Non credo che il lettore debba tanto “superare” lo “stile arabescato e ossimorico” di De Quincey quanto farsene invadere, lasciarsene conquistare senza opporre alcun tipo di resistenza, come valido antidoto a una letteratura che, salvo rare eccezioni, è oggi costruita a tavolino.
Nel libro evidenzi come l’ossimoro sia una figura retorica dominante nella prosa di De Quincey, ma anche un principio che struttura la sua esistenza. Potresti spiegarci meglio come questa tensione tra opposti diventi la chiave per comprendere la sua scrittura e la sua vita?
La figura retorica dell'ossimoro è la metafora più adatta per illustrare il tipo di scrittura che, a mio avviso, interpreta meglio la realtà del nostro tempo: una realtà che, lungi dall'essere binaria (bianco o nero), si presenta come plurima (il bianco è “anche” nero e viceversa).

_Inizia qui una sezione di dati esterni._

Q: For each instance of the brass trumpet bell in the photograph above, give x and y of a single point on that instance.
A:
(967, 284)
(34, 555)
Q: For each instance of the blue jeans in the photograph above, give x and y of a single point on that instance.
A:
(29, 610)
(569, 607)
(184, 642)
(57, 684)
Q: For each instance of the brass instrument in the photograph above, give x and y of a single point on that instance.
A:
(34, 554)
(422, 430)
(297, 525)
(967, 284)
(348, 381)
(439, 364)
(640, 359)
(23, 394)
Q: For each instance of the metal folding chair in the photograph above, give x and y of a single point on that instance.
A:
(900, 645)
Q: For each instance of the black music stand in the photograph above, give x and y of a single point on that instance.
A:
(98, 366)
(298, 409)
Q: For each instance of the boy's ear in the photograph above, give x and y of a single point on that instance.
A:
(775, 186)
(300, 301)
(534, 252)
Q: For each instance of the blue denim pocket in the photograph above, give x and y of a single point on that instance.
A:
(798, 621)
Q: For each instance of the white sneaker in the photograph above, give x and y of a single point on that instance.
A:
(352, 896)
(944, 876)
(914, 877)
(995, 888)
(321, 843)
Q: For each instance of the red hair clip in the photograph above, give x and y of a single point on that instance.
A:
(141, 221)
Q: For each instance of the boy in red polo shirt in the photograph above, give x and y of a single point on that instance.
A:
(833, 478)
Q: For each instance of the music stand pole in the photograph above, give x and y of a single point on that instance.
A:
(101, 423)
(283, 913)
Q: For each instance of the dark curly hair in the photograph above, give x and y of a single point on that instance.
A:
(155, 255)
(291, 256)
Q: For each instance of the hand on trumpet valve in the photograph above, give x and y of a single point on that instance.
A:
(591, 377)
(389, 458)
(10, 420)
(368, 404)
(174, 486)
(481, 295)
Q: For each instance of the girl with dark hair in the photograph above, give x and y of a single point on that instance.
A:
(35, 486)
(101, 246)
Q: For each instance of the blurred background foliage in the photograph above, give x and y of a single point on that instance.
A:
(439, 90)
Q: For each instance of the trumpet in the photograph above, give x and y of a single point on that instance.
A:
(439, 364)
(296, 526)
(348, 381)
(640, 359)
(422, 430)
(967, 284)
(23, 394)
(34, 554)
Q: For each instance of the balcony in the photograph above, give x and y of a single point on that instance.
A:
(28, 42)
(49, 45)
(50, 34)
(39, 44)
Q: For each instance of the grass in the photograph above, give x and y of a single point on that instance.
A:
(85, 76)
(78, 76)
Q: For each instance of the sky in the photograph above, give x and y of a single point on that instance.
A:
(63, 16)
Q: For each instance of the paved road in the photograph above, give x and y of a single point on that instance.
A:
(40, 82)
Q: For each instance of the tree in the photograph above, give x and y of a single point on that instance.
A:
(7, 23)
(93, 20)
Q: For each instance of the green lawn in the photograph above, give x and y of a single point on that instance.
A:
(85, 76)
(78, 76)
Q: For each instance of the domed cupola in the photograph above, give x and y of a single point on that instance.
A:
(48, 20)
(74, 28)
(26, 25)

Sostieni che De Quincey appare modernissimo, proprio perché anti-moderno. In che senso questa contraddizione lo rende ancora attuale e capace di parlare al lettore di oggi?
De Quincey può ancora parlare a un lettore moderno più di uno scrittore attuale proprio perché riflette quella che è la natura “androgina” o “ermafroditica” dei nostri giorni: una natura capace di contenere se stessa e, al tempo stesso, il suo contrario.
Le Confessioni di un mangiatore d’oppio sono presentate come un’opera che anticipa il nesso tra letteratura e droga, o meglio tra sogno e droga, modello per tanti autori successivi. In che modo il tuo interesse per la psichedelia ha influenzato la tua analisi di De Quincey?
Mi ha interessato in quanto la droga, intesa come strumento di conoscenza dell'ignoto, è, per parafrasare Borges, un ramo della letteratura fantastica.
Il tuo libro fa parte della collana Parva, che si propone di “porre domande e far scaturire riflessioni” come “una piccola scintilla… causa di un grande incendio”. Quale scintilla speri di accendere nel lettore con questo studio su De Quincey?
Spero di accendere nel lettore la scintilla che lo spinga a interrogarsi su quello che è il suo inferno, come direbbe Manganelli o, secondo James Ellroy, quelli che sono i suoi luoghi oscuri.